慢速运行脚本。我怎样才能提高它的速度?

时间:2021-07-07 16:07:22

How can I speed this up? it's taking about 5 minutes to make one file... it runs correctly, but I have a little more than 100000 files to make.

我怎样才能加快速度呢?制作一个文件需要大约5分钟...它运行正常,但我有超过100000个文件。

Is my implementation of awk or sed slowing it down?
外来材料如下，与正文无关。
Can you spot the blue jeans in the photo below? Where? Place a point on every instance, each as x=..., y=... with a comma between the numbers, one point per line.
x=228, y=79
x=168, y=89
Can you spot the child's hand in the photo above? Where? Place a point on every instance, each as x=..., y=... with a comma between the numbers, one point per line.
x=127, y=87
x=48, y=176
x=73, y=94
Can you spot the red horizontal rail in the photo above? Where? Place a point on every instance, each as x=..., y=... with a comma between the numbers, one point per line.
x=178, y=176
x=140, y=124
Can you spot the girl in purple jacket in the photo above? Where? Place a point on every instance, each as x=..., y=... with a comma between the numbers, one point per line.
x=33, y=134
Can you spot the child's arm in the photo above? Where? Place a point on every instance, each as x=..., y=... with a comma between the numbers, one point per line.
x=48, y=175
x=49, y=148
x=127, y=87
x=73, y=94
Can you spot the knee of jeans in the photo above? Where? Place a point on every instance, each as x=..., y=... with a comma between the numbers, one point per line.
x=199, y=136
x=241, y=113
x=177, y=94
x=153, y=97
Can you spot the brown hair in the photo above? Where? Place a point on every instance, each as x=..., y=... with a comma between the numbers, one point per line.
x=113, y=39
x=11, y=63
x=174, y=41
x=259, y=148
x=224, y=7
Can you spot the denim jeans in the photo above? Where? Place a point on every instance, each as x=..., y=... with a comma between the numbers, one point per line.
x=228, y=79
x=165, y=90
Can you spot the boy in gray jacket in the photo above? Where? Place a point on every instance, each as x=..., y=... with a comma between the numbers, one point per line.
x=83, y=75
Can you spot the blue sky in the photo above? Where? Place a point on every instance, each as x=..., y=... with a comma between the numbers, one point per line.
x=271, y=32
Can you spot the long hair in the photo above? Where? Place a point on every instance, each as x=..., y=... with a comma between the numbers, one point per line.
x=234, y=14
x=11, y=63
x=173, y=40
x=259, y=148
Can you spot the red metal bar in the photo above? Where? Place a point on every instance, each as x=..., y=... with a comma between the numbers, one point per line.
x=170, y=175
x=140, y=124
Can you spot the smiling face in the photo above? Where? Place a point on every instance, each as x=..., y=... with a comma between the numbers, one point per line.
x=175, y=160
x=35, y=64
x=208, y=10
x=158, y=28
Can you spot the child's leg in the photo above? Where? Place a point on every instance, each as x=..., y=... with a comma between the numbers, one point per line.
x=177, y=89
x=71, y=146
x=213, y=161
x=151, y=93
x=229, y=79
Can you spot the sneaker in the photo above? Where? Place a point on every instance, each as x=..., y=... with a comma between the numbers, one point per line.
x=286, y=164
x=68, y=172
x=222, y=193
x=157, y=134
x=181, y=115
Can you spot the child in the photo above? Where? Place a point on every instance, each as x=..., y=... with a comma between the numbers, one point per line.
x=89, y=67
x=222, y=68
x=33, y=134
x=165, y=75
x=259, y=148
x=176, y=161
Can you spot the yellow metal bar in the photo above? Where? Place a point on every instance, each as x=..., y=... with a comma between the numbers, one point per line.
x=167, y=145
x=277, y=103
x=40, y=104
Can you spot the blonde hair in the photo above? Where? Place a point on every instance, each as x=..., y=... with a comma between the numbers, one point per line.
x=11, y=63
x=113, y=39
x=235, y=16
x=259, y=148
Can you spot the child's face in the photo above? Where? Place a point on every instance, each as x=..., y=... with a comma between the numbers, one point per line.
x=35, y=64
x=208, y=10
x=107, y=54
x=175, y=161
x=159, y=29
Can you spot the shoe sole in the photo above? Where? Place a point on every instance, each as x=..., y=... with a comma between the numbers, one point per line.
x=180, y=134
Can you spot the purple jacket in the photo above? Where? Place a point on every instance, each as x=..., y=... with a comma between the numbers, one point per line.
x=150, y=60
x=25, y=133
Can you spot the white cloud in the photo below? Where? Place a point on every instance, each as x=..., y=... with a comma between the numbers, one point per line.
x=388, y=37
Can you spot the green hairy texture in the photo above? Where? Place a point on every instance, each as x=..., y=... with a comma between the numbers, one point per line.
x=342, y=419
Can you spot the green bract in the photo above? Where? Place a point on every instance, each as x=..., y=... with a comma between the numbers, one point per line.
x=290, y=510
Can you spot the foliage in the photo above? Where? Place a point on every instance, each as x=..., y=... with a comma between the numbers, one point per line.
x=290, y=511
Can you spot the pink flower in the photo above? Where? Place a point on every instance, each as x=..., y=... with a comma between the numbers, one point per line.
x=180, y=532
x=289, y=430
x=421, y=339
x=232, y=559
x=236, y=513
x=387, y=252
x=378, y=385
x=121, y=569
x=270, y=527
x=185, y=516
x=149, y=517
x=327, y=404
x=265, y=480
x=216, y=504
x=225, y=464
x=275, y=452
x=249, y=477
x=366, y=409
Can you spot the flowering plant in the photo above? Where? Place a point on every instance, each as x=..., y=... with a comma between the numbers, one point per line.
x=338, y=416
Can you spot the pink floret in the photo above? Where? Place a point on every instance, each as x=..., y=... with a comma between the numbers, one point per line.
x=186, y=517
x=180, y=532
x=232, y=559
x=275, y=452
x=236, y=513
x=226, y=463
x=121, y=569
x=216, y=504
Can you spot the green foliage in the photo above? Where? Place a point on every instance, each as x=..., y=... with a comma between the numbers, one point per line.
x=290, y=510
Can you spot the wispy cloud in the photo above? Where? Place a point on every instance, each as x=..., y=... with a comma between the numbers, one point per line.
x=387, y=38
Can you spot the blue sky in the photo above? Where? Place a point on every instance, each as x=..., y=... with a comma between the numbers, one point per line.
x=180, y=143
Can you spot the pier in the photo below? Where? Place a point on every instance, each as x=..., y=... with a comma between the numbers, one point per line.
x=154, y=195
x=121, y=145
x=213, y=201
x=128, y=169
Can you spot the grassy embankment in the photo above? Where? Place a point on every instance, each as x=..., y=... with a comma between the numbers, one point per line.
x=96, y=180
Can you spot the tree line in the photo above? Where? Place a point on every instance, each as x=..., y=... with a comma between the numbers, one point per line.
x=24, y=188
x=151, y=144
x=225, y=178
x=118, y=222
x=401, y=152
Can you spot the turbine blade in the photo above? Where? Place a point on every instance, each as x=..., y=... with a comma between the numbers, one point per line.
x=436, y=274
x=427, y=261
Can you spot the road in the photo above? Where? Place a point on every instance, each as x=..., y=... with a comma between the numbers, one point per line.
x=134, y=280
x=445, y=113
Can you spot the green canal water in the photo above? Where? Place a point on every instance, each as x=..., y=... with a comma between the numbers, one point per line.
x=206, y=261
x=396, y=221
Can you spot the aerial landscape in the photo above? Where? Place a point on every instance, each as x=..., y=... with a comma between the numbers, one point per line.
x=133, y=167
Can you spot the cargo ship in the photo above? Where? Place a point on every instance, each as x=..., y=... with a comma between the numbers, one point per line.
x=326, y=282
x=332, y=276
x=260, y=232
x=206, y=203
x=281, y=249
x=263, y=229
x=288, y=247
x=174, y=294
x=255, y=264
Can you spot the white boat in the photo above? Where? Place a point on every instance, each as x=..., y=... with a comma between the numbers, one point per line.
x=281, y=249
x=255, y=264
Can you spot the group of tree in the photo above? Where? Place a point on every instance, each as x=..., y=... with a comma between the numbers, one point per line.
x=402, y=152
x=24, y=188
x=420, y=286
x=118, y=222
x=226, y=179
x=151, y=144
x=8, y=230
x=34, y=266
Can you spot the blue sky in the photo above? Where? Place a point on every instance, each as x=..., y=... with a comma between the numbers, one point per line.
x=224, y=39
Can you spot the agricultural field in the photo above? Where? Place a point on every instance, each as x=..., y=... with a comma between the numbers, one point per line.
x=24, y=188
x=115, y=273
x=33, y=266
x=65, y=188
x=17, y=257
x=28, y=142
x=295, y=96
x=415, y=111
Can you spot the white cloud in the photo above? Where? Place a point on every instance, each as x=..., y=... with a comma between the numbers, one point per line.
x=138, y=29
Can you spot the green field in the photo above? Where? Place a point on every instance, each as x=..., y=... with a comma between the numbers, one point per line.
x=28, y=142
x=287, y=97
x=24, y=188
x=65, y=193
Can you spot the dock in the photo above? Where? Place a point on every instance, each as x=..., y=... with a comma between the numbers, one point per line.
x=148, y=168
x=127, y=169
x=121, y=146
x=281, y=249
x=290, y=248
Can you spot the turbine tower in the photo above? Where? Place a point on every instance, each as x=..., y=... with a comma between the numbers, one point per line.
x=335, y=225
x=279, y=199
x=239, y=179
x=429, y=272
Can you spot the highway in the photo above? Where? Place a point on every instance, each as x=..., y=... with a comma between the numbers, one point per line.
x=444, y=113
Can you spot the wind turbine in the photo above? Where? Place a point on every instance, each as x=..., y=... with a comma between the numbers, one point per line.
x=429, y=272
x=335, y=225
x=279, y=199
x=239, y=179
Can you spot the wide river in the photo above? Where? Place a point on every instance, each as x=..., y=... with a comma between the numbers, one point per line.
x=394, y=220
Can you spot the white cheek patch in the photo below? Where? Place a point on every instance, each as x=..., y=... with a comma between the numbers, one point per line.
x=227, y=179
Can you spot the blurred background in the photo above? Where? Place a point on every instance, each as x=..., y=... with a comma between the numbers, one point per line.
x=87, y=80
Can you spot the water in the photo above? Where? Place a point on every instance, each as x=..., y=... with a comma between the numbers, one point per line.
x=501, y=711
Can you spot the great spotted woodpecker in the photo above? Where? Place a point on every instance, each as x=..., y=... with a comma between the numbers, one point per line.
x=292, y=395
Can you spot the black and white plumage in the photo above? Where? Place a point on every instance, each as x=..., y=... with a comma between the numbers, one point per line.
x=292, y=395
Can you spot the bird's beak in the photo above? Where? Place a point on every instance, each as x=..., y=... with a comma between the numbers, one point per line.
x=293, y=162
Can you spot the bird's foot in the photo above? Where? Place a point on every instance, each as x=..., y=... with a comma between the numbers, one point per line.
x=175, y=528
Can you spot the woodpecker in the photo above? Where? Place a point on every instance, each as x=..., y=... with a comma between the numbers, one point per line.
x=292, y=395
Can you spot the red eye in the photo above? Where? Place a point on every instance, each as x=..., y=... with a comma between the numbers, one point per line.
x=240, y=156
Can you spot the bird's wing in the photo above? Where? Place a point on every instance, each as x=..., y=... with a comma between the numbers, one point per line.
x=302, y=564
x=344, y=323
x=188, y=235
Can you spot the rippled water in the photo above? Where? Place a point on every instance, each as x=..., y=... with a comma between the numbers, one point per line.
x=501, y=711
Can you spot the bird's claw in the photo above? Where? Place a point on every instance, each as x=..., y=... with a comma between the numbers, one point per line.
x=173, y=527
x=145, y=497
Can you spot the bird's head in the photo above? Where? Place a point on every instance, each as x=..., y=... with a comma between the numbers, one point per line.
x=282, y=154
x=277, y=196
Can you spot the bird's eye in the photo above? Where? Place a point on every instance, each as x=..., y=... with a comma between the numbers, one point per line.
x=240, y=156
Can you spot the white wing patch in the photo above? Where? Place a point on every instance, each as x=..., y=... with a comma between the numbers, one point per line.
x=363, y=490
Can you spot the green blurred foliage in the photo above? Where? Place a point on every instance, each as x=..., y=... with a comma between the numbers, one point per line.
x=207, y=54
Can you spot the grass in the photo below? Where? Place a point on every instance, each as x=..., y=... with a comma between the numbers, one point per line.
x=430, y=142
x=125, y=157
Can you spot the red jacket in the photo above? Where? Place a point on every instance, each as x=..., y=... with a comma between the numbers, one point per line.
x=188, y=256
I could break it down into several smaller loops and run it on multiple processors but one script is much easier.

我的awk或sed的实现是否会降低速度?我可以将其分解为几个较小的循环并在多个处理器上运行,但一个脚本更容易。

#!/bin/zsh
#1000 configs per file

alpha=( a b c d e f g h i j k l m n o p q r s t u v w x y z )
m=1000 # number of configs per file
t=1 #file number
for (( i=1; i<=4; i++ )); do
  for (( j=i; j<=26; j++ )); do
    input="arc"${alpha[$i]}${alpha[$j]}
    n=1 #line number
    #length=`sed -n ${n}p $input| awk '{printf("%d",$1)}'`
    #(( length= $length + 1 ))
length=644

for ((k=1; k<=$m; k++ )); do
    echo "$hmbi" >> ~/Glycine_Tinker/configs/config$t.in
    echo "jobtype = energy" >> ~/Glycine_Tinker/configs/config$t.in
    echo "analyze_only = false" >> ~/Glycine_Tinker/configs/config$t.in
    echo "qm_path = qm_$t" >> ~/Glycine_Tinker/configs/config$t.in
    echo "mm_path = aiff_$t" >> ~/Glycine_Tinker/configs/config$t.in
    cat head.in >> ~/Glycine_Tinker/configs/config$t.in
    water=4
    echo $k
  for (( l=1; l<=$length; l++ )); do
    natom=`sed -n ${n}p $input| awk '{printf("%d",$1)}'`
    number=`sed -n ${n}p $input| awk '{printf("%d",$6)}'`
    if [[ $natom -gt 10 && $number -gt 0 ]]; then
     symbol=`sed -n ${n}p $input| awk '{printf("%s",$2)}'`
     x=`sed -n ${n}p $input| awk '{printf("%.10f",$3)}'`
     y=`sed -n ${n}p $input| awk '{printf("%.10f",$4)}'`
     z=`sed -n ${n}p $input| awk '{printf("%.10f",$5)}'`

     if [[ $water -eq 4 ]]; then
     echo "--" >> ~/Glycine_Tinker/configs/config$t.in
     echo "0 1 0.4638" >> ~/Glycine_Tinker/configs/config$t.in
     water=1
     fi


     echo "$symbol  $x  $y  $z" >> ~/Glycine_Tinker/configs/config$t.in
     (( water= $water + 1 ))
    fi
    (( n= $n + 1 ))

  done
  cat tail.in >> ~/Glycine_Tinker/configs/config$t.in
  (( t= $t + 1 ))
 done

 done

done

2 个解决方案

#1


One thing that is going to be killing you here is the sheer number of processes being created. Especially when they are doing the exact same thing.

在这里杀死你的一件事是创建的进程数量庞大。特别是当他们做同样的事情时。

Consider doing the sed -n ${n}p $input once per loop iteration.

考虑每循环迭代执行一次sed -n $ {n} p $输入。

Also consider doing the equivalent of awk as a shell array assignment, then accessing the individual elements.

还要考虑将awk等效于shell数组赋值,然后访问各个元素。

With these two things you should be able to get the 12 or so processes (and the shell invocation via back quotes) down to a single shell invocation and the backquote.

有了这两件事,您应该能够将12个左右的进程(以及通过后引号的shell调用)下载到单个shell调用和反引号。

#2


Obviously, Ed's advice is far preferable, but if you don't want to follow that, I had a couple of thoughts...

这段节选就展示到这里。